Geleyim o güne… Eğer Ranini’nin ekibindeyseniz röportajlara “kız tarafı gibi erken gidileceğini” bilmelisiniz. Ben de 28 Mart 2015, Cumartesi günü ses kayıt cihazımı ve sorularımı kaptığım gibi anlaştığımız saatten bir saat kadar önce kendimi Ankara Sanat Tiyatrosu’na attım. Ankara Sanat Tiyatrosu! Nasıl anlatsam... Kutsal mekânım. Kendimi sonsuz kere sonsuz rahat hissettiğim, güzel insanlarla dolu, duvarları tarih kokan muhteşem yer! Şanslı ve güzel günümdeydim. İlk önce Yıldırım Şimşek ile sohbet etme fırsatım oldu. Arkasından Hakan Güven ve Mahir İpek. Tanrım, ne kadar şanslıyım! Ardından zat-ı şahaneleri geldi: Selam Özgürcan, biz de seni bekliyorduk! Hal hatır faslından sonra başladık. İlk sorum “Sen mi, siz mi?” oldu. İyi ki “Hiç fark etmez.” dedi. İçimden derin bir "Ohh!" çektim.

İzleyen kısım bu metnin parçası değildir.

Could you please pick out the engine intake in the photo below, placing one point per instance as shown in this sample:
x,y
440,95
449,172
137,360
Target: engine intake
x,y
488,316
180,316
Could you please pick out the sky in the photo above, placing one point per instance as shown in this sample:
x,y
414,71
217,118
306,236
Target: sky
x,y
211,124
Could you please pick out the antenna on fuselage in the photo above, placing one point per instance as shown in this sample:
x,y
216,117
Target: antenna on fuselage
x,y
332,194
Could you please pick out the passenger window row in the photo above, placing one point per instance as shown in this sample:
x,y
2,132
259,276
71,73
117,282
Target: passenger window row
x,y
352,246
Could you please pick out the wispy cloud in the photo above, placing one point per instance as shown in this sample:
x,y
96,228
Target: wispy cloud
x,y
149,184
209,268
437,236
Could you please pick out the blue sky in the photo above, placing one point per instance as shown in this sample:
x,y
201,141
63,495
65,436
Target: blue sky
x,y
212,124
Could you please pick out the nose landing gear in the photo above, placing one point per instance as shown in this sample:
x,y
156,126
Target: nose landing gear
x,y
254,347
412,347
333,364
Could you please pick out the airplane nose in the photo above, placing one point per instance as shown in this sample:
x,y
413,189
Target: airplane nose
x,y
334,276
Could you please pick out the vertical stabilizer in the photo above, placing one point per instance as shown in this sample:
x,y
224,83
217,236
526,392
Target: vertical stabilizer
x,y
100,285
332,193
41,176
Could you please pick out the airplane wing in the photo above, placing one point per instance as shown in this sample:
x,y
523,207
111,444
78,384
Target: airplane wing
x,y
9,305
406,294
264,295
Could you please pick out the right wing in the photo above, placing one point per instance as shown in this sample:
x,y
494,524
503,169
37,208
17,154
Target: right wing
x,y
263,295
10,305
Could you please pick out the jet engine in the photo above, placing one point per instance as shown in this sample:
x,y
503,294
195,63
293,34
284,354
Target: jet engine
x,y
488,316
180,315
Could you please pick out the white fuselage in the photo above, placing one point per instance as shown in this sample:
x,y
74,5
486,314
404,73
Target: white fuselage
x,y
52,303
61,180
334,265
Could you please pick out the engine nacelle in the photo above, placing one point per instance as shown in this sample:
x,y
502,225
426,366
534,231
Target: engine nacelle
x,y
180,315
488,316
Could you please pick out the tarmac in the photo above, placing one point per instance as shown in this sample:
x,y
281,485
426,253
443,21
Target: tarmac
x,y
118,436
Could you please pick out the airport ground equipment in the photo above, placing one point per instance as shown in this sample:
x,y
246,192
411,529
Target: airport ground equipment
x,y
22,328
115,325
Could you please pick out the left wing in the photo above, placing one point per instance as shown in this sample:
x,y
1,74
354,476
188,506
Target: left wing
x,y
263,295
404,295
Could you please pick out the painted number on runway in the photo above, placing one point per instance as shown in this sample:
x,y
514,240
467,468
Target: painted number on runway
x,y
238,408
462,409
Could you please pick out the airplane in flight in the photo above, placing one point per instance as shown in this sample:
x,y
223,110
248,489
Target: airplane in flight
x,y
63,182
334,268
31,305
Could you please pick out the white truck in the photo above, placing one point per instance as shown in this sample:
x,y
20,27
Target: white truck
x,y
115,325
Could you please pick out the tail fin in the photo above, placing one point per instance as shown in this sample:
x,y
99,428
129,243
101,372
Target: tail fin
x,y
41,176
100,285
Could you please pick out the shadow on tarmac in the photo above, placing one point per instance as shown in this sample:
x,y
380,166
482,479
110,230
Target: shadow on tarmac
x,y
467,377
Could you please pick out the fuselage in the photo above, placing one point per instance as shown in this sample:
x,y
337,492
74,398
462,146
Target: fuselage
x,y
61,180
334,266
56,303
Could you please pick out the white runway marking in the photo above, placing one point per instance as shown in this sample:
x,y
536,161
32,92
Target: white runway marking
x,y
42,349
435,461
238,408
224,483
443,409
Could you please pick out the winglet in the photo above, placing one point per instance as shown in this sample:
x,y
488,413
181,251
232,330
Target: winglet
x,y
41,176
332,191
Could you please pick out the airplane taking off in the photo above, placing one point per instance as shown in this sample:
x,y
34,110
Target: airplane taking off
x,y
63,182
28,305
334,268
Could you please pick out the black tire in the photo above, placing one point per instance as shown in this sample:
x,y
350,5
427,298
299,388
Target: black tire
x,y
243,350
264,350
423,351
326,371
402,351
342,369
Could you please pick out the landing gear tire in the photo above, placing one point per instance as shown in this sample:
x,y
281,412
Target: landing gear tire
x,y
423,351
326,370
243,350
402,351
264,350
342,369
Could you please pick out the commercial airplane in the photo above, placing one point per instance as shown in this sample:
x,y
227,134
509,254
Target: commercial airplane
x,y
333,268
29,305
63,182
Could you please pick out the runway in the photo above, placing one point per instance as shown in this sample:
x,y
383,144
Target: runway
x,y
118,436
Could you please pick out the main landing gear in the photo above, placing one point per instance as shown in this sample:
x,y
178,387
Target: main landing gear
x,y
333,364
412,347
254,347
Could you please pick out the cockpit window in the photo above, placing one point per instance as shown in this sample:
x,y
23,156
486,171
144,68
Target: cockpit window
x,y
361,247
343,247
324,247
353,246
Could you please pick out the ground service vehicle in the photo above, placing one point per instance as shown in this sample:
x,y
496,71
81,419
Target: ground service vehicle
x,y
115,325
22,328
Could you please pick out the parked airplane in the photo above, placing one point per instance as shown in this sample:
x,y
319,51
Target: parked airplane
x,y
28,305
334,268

"Yaptığım işin bir anlamı olmalı!"

DT: Oyuncu olmaya ne zaman karar verdin, nasıl başladın? Süreçten bahsedebilir misin?
ÖÇ: Bu mesleği yapmaya çok küçük yaşta karar verdim. Tiyatrocu olmak istiyordum aslında, oyuncu da değil. Özellikle tiyatrocu olmak istiyordum. Biraz hareketli bir çocuktum zaten. Topluluk içinde çok rahattım. Sınıfta, evde, aile içinde ya da dışarda çekinmeden bir şeyler anlatabiliyordum, bir konu ile ilgili yorum yapabiliyordum. Biraz özgüvenli bir çocuktum. Komiklik yapıyordum, insanları güldürüyordum. İnsanlarda gülüyordu. Bu da cesaret veriyordu. Baktım ve ben bunu yapabilirim dedim. Keyifli de bir şey. Bir şey anlatıyorsun insanlar gülüyor. Ben tiyatrocu olayım dedim ve 12 yaşında karar verdim. O günden beri de bütün okul hayatım o yönde evrildi. Lisede, 15 yaşından itibaren, lise tiyatrosunda oyunlarda yer aldım. Lise bittikten sonra, 3 yıl Hacettepe Üniversitesi’nde okudum, Turizm Otel İşletmeciliği. Ama biraz ailemin hatırı içi oldu. Ama o dönemde de Devlet Tiyatroları’nda figüranlık yaptım. Hacettepe’den mezun olur olmaz sınavlara girdim ve Bilkent Üniversitesi, Tiyatro bölümünü kazandım. 15 yaşımdan itibaren Bilkent Üniversitesi’nde okuduğum hazırlık senesi hariç her sene sahneye çıktım.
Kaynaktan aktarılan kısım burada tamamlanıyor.